What are shadow copies?
Intermediate – Cybersecurity
Reading Time – 1 minute, 28 seconds
What are shadow copies? It’s a technology that enables backing up of open files and creating snapshots of files and drives in your computer system according to a schedule. It was first introduced by Microsoft Corporation as a service in the Windows operating system. The initial version of this technology was only able to create and back up a temporary snapshot of files. In the later versions, the ability to restore files from the snapshot was also incorporated.

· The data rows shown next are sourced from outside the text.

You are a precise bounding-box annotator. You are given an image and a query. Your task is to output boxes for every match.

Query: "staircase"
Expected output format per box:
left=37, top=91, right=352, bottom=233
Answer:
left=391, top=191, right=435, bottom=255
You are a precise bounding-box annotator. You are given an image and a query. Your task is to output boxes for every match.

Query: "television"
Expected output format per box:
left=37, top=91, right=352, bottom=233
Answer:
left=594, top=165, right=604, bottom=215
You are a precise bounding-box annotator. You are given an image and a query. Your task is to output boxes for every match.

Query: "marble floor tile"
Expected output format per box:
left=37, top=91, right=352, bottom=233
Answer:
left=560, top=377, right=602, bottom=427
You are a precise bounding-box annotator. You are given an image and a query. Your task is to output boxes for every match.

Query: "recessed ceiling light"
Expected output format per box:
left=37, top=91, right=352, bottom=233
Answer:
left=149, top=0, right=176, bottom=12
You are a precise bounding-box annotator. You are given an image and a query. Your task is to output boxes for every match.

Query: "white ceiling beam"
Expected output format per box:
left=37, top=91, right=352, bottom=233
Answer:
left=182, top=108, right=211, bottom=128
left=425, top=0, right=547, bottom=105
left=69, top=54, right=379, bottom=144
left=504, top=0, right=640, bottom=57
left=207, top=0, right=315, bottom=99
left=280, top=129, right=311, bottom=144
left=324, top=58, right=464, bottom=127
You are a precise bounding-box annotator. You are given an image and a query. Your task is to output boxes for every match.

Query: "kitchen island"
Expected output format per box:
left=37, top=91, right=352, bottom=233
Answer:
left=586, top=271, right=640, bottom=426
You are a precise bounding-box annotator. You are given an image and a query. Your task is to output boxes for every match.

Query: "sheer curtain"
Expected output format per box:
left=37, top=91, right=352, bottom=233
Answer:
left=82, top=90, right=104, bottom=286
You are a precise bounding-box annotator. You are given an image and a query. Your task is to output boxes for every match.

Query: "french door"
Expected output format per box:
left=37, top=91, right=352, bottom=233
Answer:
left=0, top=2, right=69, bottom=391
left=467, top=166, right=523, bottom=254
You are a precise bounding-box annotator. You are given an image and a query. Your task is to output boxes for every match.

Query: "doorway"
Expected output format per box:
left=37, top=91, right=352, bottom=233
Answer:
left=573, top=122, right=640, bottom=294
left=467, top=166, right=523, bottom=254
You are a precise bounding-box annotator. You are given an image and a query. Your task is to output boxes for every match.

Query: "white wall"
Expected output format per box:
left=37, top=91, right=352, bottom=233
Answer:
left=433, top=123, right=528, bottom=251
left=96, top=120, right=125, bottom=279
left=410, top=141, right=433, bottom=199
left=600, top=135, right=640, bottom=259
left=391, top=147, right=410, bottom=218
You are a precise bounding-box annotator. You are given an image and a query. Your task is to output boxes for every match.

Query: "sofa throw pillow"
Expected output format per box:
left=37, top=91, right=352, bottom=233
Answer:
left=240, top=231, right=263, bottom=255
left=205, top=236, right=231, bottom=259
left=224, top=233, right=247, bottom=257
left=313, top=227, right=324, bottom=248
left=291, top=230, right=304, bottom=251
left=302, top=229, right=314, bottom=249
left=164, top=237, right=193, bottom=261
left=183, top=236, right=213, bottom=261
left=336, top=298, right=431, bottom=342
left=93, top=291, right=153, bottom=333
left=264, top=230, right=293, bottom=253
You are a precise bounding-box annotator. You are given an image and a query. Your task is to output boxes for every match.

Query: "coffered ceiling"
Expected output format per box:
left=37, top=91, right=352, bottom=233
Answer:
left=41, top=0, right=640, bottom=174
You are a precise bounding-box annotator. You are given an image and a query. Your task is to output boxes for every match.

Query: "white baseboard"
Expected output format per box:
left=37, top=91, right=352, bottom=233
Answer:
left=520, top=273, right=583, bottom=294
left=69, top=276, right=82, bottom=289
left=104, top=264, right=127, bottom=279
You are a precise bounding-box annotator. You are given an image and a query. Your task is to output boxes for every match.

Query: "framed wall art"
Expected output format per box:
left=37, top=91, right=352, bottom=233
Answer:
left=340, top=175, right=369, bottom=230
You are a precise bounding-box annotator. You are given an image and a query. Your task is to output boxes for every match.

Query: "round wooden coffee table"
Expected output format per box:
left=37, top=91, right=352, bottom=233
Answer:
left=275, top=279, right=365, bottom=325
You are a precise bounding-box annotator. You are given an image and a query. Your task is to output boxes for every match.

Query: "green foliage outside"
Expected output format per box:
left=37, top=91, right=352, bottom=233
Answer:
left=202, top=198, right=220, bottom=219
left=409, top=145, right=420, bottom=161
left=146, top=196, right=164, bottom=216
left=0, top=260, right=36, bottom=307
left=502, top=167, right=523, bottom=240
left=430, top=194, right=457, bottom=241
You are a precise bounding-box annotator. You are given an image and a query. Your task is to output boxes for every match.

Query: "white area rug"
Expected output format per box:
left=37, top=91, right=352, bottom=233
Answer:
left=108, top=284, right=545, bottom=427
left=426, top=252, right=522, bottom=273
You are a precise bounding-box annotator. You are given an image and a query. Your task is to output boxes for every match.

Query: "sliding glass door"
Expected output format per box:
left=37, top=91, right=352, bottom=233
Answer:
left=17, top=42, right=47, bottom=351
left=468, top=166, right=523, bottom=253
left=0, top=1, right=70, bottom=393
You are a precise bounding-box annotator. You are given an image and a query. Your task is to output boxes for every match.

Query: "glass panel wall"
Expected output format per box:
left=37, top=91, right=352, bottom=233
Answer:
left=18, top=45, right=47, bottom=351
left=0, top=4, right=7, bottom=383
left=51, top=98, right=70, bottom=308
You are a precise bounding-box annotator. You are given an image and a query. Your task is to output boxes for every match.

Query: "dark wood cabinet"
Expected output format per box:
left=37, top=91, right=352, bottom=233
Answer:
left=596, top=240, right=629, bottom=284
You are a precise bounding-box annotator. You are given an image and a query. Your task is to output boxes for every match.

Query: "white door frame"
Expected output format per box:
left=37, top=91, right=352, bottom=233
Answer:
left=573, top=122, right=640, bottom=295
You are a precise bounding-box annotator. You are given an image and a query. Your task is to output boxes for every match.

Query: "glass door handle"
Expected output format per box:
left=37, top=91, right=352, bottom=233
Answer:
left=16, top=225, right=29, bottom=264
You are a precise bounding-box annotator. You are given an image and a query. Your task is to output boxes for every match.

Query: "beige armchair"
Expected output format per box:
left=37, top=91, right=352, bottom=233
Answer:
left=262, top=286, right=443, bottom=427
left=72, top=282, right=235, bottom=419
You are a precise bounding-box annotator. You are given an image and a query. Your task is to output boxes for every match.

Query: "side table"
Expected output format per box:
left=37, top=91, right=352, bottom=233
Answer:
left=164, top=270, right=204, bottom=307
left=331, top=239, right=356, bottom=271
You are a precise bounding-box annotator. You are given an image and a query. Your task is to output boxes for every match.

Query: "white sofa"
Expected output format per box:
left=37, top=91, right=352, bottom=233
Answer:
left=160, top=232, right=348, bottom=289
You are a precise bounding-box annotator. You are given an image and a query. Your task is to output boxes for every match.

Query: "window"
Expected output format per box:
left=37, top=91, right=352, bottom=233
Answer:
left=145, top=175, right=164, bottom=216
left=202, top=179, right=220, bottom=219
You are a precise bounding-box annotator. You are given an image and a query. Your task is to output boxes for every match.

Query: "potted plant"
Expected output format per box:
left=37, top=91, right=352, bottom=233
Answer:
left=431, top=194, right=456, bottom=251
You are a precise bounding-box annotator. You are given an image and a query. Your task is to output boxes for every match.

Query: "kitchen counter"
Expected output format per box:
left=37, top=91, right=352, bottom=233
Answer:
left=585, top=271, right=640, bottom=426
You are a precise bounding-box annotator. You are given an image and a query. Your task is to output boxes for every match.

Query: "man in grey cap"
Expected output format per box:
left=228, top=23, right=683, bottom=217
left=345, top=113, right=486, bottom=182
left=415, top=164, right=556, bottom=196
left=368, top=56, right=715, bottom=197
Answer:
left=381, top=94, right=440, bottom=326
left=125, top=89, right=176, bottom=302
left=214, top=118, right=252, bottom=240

Shadow copy service provides an additional restore option to regular backups. it is a more effective service to run if files are often added or changed in your computer system. Unlike regular backups, they can save only the changes made to the files. If the file is not changed, the file is not recorded in the snapshots or the backup. The snapshots are limited by the space allocated to them and the number of snapshots that can be created. However, this service is very fast as it only saves the changes and executes at the block level.
When a file is newly created in your file system, the shadow copy service makes a complete copy of the file to its storage which is referred to as the snapshot area. Afterward, only the changes made to that file are saved to the shadow copy area. When the allocated storage space for the snapshot area is full, the oldest snapshots are removed in the first-in-first-out method to make space for the revisions of new files or the new snapshots. It is the shadow copy service that decides which files are removed from the storage to make space for the new snapshots. Hence, the files you require may or may not be available in the storage area.